Labour proposes to sell “non-essential” buildings to ease national deficit
Labour has proposed plans to sell four “non-essential buildings” in London in order to reduce the country’s national deficit.
Under these plans Labour would commission value-for-money reviews of the government-owned buildings. They hope to raise over £100m in order to combat the £67bn deficit with the four properties.
The buildings include Inn the Park, a restaurant located in St. James’ Park with an estimated value of £6.7m. The Civil Service Club, a social club featuring a bar, a restaurant, and accommodation, open mainly to current and previous civil-service workers and police officers and with an estimated value of £6.8m. The Queen Elizabeth II conference centre, located close to the parliament. It is the largest conference centre of its kind in London with an estimated value of £25m. Marlborough House, a grade one listed mansion worth almost £65m, and currently being used by the commonwealth secretariat at no charge.

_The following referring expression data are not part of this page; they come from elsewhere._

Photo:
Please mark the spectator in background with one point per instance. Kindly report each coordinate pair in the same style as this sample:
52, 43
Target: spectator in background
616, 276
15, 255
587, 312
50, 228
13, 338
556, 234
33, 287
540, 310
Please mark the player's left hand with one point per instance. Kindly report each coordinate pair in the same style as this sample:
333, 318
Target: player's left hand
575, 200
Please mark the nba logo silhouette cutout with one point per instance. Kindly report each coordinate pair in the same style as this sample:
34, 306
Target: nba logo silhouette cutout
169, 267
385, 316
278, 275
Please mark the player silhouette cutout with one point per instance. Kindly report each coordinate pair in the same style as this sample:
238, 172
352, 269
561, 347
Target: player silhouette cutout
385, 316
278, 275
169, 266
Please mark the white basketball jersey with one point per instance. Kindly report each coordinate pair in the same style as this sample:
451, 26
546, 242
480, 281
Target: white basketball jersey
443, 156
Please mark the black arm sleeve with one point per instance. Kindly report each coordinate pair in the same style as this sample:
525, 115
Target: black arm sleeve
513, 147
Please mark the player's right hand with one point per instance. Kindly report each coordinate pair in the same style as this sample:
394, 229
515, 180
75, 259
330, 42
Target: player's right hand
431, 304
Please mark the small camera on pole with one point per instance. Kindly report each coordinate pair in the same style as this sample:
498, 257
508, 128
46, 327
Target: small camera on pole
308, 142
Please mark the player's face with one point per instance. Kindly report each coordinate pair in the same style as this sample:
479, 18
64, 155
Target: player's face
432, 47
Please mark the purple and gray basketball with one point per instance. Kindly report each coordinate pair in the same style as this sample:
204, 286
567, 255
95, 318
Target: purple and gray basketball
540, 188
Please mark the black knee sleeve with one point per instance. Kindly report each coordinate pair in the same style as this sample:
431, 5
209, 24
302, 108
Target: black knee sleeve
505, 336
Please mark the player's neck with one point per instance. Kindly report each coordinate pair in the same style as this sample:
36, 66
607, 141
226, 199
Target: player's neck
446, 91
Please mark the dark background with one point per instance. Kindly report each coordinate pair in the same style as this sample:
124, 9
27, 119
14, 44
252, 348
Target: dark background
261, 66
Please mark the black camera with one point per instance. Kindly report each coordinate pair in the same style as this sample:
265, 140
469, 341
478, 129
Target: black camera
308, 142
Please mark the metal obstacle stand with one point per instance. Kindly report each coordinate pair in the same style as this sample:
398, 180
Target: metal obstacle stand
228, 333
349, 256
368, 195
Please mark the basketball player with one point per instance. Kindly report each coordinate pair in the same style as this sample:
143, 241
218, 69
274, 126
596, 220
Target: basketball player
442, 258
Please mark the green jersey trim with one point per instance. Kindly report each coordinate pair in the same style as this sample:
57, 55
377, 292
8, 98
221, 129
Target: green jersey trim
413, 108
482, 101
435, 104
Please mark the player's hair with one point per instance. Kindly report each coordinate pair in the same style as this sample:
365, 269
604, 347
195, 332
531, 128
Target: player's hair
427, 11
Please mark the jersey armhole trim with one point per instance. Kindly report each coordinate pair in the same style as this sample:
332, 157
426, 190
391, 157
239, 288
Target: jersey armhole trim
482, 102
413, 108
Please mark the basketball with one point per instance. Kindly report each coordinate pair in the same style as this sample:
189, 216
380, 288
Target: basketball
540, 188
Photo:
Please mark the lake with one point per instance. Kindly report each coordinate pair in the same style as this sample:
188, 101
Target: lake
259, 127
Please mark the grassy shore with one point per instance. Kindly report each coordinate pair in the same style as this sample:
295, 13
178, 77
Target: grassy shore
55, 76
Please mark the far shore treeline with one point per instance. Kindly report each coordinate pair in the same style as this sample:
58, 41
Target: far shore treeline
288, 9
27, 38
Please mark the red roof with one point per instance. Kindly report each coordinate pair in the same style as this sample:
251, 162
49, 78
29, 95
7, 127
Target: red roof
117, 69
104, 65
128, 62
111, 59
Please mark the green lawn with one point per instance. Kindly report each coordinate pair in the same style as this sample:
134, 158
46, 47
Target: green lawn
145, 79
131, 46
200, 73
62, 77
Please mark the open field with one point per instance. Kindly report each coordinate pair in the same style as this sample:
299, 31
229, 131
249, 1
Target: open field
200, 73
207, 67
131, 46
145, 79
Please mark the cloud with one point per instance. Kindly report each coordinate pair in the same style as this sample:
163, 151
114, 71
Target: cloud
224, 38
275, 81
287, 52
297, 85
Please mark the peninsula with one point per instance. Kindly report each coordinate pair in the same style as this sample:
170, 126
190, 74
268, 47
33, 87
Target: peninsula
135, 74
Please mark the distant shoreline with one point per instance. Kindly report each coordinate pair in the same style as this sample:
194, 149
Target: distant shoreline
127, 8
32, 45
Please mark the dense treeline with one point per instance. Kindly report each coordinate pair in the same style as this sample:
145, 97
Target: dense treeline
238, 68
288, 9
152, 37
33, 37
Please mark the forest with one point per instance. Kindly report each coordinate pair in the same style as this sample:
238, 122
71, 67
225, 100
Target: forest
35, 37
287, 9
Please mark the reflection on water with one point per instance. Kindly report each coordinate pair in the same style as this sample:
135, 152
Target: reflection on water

Commenting on these proposals shadow chief secretary to the Treasury Chris Leslie said: “A future Labour government will examine whether it would provide a better deal for taxpayers if the properties were sold off and the proceeds used to pay down Britain’s national debt.”
Some, however are sceptical of the plans, with one Conservative spokesperson asserting: “Ed Miliband still has no economic plan to secure Britain’s future. This saving represents just 0.001 per cent of the deficit.”
The plans were announced as part of Labour’s “zero-based” review of public spending.